The intention of a karma yogi is to enshrine sattvic karmas at the forefront of his or her life, to see that rajasic karmas are relegated to subordinate status and to eliminate tamasic karmas. Of course it is impossible to eliminate tamasic actions altogether. There are certain unavoidable situations that will cause the doer to injure his or herself or others. He or she should always strive to do sattvic karmas because they bring about maturity and spiritual growth by neutralizing the agitation that is born from the inevitable contact with unholy situations and people.
Questions
(1) Self ignorance causes the individual to chase objects which in turn causes bondage to action and an extroverted disturbed mind which prevents discrimination, separating the self from objects. What is the solution and how does it work?
(2) Why is karma yoga not ‘selfless service’ as it is generally presented to spiritual aspirants eager to work on themselves?
(3) Although karma yoga focuses the intellect and transforms negative feelings it focuses on the ego. What is the ego?
(4) Psychology focuses on unpleasant factors in the childhood which it believes is the cause of the negative feelings that create the desire to act but Vedanta has a more simple and powerful explanation. What is it?
(5) Karma yoga does not mean that the doer should not get what it wants. It does say, however, that getting what you want is not straightforward. Why is it not straightforward?
(6) If the results of your actions are not up to you, what factor is responsible for them?
(7) The field of life appears to each doer as its circumstances, basically its relationship with other conscious beings. Why is it foolish to ignore the needs of the field?
(8) What field-centered principle determines the result?
(9) What is the attitude that creates the vasanas that bind the doer to action?
(10) What is the basic existential fact that is the basis of the karma yoga attitude?
(11) When you are given something valuable what is the appropriate response?
(12) What can you offer the field?
(13) What is the appropriate attitude?
(14) Karma yoga is an offering of one’s actions to the field of existence in a loving devotional spirit before the action is initiated. With what attitude does the karma yogi receive the results of his actions?
(15) Does the attitude of gratitude apply to unwanted results? If so, why?

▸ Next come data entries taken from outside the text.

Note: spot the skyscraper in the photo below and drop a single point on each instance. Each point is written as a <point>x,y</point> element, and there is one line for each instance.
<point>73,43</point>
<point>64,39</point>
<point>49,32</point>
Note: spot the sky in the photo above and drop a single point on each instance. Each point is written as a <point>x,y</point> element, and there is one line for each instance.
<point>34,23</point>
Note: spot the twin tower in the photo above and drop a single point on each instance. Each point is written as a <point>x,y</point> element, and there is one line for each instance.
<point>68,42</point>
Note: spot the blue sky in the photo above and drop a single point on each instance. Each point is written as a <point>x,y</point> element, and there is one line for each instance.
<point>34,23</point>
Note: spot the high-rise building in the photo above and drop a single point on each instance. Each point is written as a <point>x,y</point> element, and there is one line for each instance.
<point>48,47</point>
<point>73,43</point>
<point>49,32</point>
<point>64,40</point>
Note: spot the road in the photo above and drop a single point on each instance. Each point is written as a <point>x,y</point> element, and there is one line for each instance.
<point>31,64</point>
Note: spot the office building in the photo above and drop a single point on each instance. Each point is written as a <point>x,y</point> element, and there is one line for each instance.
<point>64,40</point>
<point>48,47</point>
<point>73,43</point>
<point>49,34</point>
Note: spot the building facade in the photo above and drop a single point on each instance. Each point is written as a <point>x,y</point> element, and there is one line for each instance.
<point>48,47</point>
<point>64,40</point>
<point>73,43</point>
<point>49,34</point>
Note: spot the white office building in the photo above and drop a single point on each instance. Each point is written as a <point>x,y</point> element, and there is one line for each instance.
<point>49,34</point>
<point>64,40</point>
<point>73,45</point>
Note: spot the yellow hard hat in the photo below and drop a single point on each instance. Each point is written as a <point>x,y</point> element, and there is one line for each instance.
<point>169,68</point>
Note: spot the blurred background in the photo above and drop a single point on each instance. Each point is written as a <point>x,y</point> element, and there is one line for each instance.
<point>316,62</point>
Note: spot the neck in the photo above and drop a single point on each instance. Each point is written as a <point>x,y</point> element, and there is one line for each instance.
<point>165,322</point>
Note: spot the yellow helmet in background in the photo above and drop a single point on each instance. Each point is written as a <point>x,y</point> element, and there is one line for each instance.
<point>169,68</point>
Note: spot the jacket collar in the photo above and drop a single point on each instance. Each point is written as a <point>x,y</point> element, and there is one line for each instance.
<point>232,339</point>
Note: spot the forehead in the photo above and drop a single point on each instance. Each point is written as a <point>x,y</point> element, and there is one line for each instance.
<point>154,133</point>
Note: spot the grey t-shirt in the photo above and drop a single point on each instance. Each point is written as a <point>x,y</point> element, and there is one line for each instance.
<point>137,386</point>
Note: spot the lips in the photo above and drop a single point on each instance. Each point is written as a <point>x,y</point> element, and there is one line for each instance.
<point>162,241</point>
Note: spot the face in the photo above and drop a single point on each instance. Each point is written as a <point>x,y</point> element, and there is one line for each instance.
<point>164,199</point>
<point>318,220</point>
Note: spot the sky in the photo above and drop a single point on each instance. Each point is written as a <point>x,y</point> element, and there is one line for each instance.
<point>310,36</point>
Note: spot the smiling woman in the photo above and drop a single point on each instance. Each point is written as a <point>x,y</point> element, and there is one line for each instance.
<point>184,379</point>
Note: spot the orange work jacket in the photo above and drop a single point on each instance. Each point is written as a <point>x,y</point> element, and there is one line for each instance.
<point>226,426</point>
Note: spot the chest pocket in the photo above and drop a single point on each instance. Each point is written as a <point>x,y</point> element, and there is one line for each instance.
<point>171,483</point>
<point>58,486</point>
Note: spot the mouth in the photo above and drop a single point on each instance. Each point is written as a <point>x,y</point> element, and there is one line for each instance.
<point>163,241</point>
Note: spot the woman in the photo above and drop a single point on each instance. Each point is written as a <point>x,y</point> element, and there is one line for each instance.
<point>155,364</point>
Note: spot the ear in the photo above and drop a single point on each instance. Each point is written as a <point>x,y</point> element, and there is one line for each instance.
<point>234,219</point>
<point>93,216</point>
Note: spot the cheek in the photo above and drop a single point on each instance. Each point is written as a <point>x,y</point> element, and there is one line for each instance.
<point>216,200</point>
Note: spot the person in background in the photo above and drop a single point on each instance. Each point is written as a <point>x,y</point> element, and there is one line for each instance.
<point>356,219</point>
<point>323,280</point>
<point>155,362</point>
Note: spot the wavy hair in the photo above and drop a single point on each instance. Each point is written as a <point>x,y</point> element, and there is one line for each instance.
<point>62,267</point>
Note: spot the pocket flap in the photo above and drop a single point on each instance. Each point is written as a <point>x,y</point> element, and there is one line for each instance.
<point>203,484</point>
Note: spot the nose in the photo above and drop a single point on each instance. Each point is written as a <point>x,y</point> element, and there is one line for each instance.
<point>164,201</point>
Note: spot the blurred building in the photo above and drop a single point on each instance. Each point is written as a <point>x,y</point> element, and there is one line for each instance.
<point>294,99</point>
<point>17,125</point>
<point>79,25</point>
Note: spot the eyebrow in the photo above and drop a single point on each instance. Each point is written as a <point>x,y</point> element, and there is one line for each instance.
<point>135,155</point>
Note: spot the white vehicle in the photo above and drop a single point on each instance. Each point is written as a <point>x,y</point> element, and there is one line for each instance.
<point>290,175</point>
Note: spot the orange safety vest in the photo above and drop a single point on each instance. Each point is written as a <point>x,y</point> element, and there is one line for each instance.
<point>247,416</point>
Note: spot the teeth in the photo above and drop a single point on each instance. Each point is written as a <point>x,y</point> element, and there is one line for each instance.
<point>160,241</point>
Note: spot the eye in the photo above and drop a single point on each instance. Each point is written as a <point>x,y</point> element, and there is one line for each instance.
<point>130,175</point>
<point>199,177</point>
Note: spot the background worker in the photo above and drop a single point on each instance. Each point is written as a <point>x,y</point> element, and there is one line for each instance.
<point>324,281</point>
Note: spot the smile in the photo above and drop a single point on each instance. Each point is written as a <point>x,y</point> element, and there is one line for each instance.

(16) My emotions are the results of my response to what happens in the karmic world. Does the karma yoga attitude apply to unwanted emotions? If so, why?
(17) Karma Yoga is right attitude plus right action. Actions are sattvic, rajasic, and tamasic. Which actions are beneficial, which are detrimental and which are neither beneficial nor detrimental?
Answers
(1) Karma Yoga. It removes the vasanas that extrovert the mind and develops vasanas that turn the mind toward the self so that inquiry can bear fruit.
(2) Because there is only one self and all actions are done for the sake of the self.
(3) The ego is the doer/enjoyer entity, the part of the self that owns action and is focused on getting what it wants.
(4) The ego is not getting what it wants in the present. This creates anxiety, anger, depression and other negative emotional states of mind.
(5) The results of your actions are not up to you.
(6) The field of action.
(7) The needs of the field.
(8) Because everything I want comes from the field. If everything came from me I would have everything I want.
(9) I want. I don’t want. My fears and desires.
(10) Life is beautiful and is very valuable gift. I do not want to leave this life.
(11) Give something in return.
(12) My actions.
(13) Gratitude and love.
(14) An attitude of gratitude.
(15) Yes. Because the karma yogi wants to eliminate his likes and dislikes, not to get a particular result from the world.
(16) Yes. Because I can as easily develop a like or a dislike, a vasana, toward a feeling as I can toward an event in the world.
(17) Sattvic actions are beneficial. Rajasic actions are neither beneficial nor detrimental and tamasic actions are detrimental.